The mechanisms by which lifestyle interventions, such as exercise, benefit diabetic nephropathy are unknown. There are some studies which hypothesized that exercise inhibits early diabetic nephropathy by attenuation of the mitochondrial apoptotic pathway and oxidative damage. Type 2 diabetic and normoglycemic wild-type mice were exercised for an hour everyday at a moderate intensity for 7 week, following which renal function, morphology, apoptotic signaling, and oxidative stress were evaluated. Exercise reduced body weight, albuminuria, and pathological glomerular expansion in DM mice independent of hyperglycemic status. Changes in renal morphology were also related to reduced caspase-3 (main effector caspase in renal apoptosis), caspase-8 (main initiator caspase of the “extrinsic” pathway) activities, and TNF-α expression. Kidneys from diabetic mice also produced higher levels of superoxides and had greater oxidative damage concurrent with downregulation of superoxide dismutase (SOD) 1 and 3. Interestingly, although exercise also increased superoxides, there was also upregulation of multiple SODs that likely inhibited lipid (hydroperoxides) and protein oxidation in diabetic kidneys. In conclusion, exercise can inhibit progression of early diabetic nephropathy independent of hyperglycemia. Reductions in caspase-3 and caspase-8 activities, with parallel improvements in SOD expression and reduced oxidative damage, could underlie the beneficial effects of exercise in diabetic kidney disease. (Moderate exercise attenuates caspase-3 activity, oxidative stress, and inhibits progression of diabetic renal disease in db/db mice 2009 January)
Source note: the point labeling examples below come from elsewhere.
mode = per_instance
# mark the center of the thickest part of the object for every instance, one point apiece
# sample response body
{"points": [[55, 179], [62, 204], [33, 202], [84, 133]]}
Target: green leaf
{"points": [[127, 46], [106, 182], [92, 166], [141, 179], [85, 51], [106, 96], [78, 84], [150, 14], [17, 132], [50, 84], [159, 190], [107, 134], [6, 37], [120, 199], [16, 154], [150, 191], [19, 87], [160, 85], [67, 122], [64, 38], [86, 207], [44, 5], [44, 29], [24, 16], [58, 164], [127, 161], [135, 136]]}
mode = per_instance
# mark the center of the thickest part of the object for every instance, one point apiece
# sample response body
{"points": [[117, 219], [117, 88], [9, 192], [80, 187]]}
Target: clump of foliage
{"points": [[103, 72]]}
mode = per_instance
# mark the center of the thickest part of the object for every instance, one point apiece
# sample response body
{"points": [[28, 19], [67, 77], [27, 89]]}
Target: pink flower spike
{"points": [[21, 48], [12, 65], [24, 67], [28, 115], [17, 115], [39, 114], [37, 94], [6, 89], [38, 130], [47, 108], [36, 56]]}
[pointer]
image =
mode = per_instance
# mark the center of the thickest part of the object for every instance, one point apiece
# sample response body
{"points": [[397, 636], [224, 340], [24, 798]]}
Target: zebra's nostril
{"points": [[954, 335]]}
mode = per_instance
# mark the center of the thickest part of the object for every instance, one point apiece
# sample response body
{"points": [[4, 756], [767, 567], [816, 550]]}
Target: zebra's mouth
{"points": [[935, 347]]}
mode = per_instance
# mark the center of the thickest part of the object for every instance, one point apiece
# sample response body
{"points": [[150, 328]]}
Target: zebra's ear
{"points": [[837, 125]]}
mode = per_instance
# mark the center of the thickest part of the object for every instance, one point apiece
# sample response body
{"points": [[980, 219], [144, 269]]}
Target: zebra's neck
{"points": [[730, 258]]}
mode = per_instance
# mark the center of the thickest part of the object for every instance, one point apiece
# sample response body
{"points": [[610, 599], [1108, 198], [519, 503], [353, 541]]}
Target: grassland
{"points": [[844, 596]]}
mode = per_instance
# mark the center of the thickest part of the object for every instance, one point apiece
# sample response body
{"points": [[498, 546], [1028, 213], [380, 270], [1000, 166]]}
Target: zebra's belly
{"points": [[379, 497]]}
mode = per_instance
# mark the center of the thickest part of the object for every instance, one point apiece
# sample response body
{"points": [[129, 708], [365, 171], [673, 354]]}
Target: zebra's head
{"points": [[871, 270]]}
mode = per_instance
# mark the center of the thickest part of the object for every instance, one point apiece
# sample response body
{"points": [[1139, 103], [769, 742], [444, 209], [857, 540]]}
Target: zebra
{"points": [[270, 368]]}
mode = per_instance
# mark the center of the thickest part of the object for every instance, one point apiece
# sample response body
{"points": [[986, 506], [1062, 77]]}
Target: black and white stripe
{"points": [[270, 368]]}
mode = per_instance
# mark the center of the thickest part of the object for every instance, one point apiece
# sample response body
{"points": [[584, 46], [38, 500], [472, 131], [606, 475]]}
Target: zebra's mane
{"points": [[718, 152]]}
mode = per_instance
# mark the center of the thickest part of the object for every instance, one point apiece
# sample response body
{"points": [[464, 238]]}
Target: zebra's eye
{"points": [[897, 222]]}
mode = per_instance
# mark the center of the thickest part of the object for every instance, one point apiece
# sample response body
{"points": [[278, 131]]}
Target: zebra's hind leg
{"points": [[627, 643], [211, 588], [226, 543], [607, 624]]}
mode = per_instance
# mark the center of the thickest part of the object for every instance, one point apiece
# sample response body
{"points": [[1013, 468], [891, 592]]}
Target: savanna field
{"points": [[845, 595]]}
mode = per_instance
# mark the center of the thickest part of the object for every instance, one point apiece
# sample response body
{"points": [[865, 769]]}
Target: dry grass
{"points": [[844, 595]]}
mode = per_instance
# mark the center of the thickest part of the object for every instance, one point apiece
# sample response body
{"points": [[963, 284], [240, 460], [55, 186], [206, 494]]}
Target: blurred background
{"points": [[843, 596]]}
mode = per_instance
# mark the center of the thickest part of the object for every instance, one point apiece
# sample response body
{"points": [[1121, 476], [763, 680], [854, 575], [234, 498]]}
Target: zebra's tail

If blood pressure remains high it is necessary to start a drug therapy based on beta-blockers, ACE inhibitors and ARBs. ARBs have a very important role in the therapy of diabetic nephropathy because improve the NOS uncoupling by increasing BH4 bioavailability.
ROS production in the isolated glomeruli of DM rats was mediated via NADPH oxidase and NOS activation, but not via a xanthine oxidase or mitochondrial pathway. ROS production by NADPH oxidase was significantly increased in DM rats compared with control rats and ARBs treatment attenuated ROS production. Bioavailable NO was decreased and ROS production was increased in the glomeruli of DM rats compared with the control rats. Losartan treatment significantly increased NO production and decreased ROS production in the glomeruli of DM rats.These results suggest that treatment of diabetic nephropathy with losartan normalized the imbalance of NO/ROS in the glomeruli. In addition BH4 is an essential cofactor of NOS. ROS such as peroxynitrite or nitrogen dioxide convert BH4 into BH2, and BH4 deficiency decreases NO bioactivity. Serum BH4 and BH2 levels were measured. The BH4 levels were decreased in DM rats compared with control rats, and losartan treatment increased the levels in rats with diabetic nephropathy. In contrast, the BH2 levels were increased in DM rats compared with control rats and losartan treatment decreased the levels in rats with diabetic nephropathy. The key enzyme involved in de novo BH4 synthesis is GTPCH1 (GTP cyclohydrolase 1). The GTPCH1 mRNA expression in glomeruli was not changed in the DM group compared to the Cont group. Losartan treatment also showed no changes in GTPCH1 mRNA expression in DM glomeruli. However, the protein expression was significantly decreased in DM and losartan restored protein expression. These results suggest that GTPCH1 was decreased in the protein level in the isolated glomeruli of DM rats and losartan restored GTPCH1 protein levels and kept serum BH4.
(Angiotensin II type 1 receptor blocker ameliorates uncoupled endothelial nitric oxide synthase in rats with experimental diabetic nephropathy 2008 July)
Moreover serum concentrations of ovarian hormones may provide a new means for predicting future risk of renal complications in diabetes. So the administration of exogenus steroid hormones may be an effective treatment for attenuating the progression of diabetic nephropathy.